GlacioHack / geoutils

Analysis of georeferenced rasters and vectors
https://geoutils.readthedocs.io/
BSD 3-Clause "New" or "Revised" License
86 stars 19 forks source link

Consistently use NumPy's default random number generator to avoid RAM usage issues from legacy call #536

Closed rhugonnet closed 6 months ago

rhugonnet commented 6 months ago

Turns out using the legacy NumPy random generator

x = np.random.choice()

or its equivalent for consistency in the random output:

rnd = np.random.RandomState(np.random.MT19937(np.random.SeedSequence(random_state)))
rnd.choice()

and without replacement (replace=False) is leaking RAM usage by creating in memory an array the size of the sample size requested, which is not cleared after the function call.
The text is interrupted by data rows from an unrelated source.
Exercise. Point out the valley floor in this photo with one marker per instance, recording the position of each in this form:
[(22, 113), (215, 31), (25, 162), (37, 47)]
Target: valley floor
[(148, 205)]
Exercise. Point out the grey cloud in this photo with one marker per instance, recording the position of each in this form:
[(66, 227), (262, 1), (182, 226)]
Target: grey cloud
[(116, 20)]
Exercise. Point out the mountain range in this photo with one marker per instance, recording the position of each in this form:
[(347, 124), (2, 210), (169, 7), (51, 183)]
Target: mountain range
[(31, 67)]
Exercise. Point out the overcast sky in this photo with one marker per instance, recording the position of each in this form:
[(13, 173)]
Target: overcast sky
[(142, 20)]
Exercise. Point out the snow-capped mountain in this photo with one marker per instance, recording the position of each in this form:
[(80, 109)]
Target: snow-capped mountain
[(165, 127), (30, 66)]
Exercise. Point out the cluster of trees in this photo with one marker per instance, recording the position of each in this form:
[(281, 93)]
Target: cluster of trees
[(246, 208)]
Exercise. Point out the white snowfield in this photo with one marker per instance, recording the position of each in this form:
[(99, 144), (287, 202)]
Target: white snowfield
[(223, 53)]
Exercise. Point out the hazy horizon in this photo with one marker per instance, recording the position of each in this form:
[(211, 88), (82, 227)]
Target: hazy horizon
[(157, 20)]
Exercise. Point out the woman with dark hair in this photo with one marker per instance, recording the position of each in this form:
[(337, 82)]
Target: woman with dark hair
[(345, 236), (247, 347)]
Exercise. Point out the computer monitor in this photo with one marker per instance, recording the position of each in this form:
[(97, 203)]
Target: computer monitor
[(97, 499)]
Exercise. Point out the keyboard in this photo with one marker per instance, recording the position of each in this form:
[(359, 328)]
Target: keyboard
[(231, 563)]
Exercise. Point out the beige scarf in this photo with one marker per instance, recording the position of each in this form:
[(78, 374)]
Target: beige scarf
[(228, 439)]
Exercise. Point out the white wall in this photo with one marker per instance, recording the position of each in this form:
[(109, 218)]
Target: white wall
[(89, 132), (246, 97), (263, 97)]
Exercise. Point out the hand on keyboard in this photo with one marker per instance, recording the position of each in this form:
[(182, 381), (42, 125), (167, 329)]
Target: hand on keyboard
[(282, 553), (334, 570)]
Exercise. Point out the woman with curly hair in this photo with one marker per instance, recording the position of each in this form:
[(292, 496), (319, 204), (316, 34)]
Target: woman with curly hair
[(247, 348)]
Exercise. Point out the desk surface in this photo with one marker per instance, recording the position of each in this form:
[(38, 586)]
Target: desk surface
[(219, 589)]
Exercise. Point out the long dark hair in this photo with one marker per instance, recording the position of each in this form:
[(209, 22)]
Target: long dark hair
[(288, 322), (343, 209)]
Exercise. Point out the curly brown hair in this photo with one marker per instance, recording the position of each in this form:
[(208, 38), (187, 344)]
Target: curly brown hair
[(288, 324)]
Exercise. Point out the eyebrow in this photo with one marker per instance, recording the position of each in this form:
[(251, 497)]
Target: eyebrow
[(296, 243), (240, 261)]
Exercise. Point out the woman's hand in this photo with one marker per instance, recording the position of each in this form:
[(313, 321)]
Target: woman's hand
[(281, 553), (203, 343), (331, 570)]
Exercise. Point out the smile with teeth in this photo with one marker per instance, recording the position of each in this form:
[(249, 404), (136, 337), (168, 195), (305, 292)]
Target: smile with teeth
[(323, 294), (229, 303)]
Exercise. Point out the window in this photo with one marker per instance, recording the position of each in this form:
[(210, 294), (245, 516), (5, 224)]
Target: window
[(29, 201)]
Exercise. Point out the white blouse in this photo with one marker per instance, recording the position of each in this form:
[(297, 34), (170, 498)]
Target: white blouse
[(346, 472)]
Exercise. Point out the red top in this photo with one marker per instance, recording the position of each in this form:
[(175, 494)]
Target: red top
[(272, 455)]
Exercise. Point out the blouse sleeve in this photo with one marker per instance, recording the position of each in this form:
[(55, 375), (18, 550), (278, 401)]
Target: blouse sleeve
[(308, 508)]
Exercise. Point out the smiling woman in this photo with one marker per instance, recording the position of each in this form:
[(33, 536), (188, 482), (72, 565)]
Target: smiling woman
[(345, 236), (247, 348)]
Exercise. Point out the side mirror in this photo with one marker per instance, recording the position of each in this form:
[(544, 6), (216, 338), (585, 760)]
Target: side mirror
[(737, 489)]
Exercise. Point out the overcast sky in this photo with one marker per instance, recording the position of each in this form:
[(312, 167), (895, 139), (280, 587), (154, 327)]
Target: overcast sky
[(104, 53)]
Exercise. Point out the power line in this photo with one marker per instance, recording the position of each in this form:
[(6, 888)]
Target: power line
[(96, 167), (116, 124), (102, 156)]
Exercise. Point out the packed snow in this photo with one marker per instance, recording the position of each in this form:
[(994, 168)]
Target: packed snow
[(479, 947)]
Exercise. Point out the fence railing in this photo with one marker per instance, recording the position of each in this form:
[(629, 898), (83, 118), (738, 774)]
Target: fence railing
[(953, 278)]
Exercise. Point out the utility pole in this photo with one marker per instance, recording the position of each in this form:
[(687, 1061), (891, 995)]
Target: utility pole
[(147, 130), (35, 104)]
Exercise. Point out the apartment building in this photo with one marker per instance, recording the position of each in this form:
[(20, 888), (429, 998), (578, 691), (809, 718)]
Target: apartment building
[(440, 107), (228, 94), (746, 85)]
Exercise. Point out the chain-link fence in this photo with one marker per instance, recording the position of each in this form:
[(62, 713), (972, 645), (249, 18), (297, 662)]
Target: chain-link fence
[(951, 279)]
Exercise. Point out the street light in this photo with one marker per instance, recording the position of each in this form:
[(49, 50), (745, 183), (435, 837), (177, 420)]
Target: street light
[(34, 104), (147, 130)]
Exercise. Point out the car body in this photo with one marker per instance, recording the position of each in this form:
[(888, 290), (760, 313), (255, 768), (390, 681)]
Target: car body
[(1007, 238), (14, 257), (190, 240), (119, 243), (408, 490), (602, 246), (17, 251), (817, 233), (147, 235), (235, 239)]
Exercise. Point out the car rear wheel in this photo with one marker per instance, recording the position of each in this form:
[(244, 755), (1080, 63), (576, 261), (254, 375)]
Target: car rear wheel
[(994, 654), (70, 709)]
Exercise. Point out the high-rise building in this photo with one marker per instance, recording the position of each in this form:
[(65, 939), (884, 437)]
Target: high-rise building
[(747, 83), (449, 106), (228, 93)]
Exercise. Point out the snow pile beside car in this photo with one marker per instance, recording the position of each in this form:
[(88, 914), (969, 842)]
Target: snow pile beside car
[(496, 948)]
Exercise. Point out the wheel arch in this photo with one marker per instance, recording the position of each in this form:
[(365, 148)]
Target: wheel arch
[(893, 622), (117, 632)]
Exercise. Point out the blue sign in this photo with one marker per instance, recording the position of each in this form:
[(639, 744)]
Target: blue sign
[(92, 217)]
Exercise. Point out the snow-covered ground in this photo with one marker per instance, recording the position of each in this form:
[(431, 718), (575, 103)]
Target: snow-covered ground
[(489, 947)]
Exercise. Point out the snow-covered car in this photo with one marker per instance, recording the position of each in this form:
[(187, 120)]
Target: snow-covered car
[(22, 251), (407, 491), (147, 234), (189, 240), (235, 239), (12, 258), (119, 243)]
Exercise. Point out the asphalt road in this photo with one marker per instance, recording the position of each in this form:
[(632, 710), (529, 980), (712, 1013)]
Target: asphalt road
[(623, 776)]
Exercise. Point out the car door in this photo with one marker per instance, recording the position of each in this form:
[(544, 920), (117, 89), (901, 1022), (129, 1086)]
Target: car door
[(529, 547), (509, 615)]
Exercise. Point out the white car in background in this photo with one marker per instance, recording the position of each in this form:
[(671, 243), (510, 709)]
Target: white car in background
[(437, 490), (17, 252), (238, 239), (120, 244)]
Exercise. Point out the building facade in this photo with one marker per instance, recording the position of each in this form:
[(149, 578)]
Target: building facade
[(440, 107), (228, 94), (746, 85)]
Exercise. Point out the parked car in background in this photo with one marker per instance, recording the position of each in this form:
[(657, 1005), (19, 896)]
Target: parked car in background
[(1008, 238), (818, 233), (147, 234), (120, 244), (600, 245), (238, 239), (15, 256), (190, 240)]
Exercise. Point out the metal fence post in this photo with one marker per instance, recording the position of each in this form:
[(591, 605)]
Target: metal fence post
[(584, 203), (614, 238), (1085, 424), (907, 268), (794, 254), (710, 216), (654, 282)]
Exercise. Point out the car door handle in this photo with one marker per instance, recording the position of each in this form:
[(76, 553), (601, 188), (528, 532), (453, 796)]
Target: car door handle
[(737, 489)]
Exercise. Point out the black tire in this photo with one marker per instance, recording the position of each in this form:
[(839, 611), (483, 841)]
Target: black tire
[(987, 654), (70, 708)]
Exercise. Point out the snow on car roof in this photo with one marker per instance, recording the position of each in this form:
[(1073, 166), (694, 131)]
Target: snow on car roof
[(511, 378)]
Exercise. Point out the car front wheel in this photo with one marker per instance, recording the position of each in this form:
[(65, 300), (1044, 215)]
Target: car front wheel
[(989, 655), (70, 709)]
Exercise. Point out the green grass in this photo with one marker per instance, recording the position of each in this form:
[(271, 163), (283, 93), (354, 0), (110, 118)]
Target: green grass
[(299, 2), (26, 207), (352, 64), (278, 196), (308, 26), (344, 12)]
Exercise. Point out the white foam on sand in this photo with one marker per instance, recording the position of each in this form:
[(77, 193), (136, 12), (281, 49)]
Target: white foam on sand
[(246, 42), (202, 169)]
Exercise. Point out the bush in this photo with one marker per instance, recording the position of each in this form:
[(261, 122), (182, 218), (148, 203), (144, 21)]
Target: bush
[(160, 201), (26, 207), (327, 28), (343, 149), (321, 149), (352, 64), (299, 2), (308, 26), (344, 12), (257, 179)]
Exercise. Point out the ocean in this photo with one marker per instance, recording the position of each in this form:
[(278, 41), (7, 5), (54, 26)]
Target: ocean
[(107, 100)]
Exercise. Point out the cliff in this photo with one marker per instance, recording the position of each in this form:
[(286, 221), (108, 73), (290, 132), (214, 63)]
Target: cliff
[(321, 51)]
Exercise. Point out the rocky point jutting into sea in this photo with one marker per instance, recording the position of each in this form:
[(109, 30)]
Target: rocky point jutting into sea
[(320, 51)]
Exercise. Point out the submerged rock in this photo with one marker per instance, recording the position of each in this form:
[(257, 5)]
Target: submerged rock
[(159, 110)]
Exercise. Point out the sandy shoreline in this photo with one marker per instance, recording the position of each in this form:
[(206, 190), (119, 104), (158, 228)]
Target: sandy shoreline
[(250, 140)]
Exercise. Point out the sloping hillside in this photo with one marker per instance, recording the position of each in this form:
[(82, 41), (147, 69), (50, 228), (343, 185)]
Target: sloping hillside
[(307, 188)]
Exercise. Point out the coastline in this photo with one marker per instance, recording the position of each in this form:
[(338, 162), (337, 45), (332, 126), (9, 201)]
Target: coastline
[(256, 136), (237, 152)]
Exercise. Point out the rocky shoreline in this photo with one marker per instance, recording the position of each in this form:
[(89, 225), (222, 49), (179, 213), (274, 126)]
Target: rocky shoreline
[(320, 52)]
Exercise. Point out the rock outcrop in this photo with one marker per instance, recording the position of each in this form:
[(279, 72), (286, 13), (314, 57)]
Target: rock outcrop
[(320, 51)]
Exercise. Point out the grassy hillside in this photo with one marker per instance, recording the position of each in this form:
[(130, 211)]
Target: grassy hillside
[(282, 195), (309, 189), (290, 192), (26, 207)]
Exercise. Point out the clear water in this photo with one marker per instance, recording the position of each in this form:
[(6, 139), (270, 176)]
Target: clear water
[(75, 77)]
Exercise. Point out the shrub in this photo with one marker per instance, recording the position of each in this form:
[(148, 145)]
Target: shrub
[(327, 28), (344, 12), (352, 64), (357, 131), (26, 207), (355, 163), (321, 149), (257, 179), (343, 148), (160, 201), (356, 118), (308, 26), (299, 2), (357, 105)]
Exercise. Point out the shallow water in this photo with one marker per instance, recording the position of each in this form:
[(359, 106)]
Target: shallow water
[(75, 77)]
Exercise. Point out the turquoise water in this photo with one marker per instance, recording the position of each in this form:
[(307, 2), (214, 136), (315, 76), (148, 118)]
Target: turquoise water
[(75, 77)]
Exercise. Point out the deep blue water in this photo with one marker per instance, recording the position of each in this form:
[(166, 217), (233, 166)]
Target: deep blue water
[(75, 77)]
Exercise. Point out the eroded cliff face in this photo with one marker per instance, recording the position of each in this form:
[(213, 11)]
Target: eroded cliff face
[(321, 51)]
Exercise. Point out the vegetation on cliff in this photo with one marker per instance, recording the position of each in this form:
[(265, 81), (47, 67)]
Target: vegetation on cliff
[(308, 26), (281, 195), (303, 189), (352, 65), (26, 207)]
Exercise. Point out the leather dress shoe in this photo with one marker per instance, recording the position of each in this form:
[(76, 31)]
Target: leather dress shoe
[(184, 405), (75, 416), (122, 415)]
So, for instance, asking for 100 random points with a value between 0 and 1 billion, without replacement, will create an array of size 1 billion in memory which stays for a while. See https://github.com/numpy/numpy/issues/14169 and https://github.com/GlacioHack/xdem/discussions/501#discussioncomment-9149146. And we are currently doing this everywhere :scream:

We need to replace everywhere in GeoUtils and xDEM by:

rnd = np.random.default_rng(seed=random_state)